Consider Gen. Merrill McPeak, a self-proclaimed transformational leader and former chief of staff, who made major changes in the Air Force in the early 1990s. "One base, one boss, one wing" minimized regulations for everything (including air traffic control), made Air Combat Command and combat fighter wing commanders and their staffs supreme, and stripped the air traffic control command architecture of its authority. This all was done within the context of closing bases and front-loading the downsizing of the Air Force.
McPeak also based the first composite wing at Pope Air Force Base next to Fort Bragg, N.C.-in spite of the expressed concerns of leaders at Bragg and staff officers at the Pentagon. With a reputation for arrogance, McPeak forced all those changes, without understanding the synergistic effect and high risks of making many major changes simultaneously. And so, he transformed the Air Force without managing those risks. One tragic result was the catastrophe at Pope AFB on March 23, 1994, when an F-16 collided with a C-130, creating a huge ball of fire that roared through a formation of 82nd Airborne Division paratroopers waiting to load their aircraft. Twenty-four paratroopers died and at least 20 more were severely burned.
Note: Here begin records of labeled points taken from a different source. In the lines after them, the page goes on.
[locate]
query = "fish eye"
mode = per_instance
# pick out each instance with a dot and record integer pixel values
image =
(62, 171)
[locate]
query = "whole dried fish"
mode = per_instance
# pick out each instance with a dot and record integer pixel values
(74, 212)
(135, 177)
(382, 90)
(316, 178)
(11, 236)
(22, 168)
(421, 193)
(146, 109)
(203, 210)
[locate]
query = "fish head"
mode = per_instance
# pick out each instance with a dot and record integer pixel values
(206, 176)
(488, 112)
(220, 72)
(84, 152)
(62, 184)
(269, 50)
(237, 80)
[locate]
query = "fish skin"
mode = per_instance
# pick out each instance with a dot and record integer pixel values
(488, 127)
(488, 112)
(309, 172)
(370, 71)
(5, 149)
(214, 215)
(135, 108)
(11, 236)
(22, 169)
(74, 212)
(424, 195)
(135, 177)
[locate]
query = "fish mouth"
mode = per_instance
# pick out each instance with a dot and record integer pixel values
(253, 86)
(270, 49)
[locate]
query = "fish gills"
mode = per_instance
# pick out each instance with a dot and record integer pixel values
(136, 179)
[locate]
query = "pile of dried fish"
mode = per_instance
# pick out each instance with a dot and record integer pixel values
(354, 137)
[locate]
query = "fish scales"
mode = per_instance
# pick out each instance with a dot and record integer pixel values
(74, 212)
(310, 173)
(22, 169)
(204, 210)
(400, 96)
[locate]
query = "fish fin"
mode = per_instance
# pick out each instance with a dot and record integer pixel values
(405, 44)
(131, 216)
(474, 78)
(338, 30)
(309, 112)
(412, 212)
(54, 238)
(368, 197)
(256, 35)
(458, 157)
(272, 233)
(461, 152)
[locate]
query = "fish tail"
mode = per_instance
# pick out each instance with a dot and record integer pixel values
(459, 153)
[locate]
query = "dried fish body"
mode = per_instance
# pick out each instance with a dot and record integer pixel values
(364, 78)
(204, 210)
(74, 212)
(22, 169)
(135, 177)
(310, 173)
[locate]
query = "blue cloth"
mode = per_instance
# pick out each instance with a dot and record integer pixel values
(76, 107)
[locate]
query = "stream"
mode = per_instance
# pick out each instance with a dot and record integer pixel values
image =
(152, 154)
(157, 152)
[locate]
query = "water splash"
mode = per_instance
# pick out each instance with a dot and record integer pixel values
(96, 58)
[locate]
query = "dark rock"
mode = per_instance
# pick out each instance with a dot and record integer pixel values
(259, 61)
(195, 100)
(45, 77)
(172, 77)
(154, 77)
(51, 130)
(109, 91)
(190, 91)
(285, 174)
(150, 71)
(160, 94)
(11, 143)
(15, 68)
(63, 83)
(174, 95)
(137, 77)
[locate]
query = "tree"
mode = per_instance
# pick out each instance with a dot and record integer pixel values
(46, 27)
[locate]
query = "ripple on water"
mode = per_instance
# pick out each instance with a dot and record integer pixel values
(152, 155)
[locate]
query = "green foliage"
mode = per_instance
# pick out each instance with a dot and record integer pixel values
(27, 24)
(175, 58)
Much later, McPeak acknowledged responsibility for the catastrophe. He was responsible, but I wonder to this day whether he really knows why. And, like Cebrowski, strategic leaders in the military right now, judging from their "just do it" mentality, apparently never bother to seek or learn the real lessons of massive transformations. One military service's strategic leader is widely quoted as saying, "Change is not managed. It is led."
Instead, the McPeak legacy should be this lesson: Arrogance of strategic leaders coupled with their failure to carefully limit and manage change is a recipe for transformational disaster. The lessons of recent history belie Cebrowski's advice. If McPeak ever learns the real lessons of his transformational change, then he will regret that he moved too fast.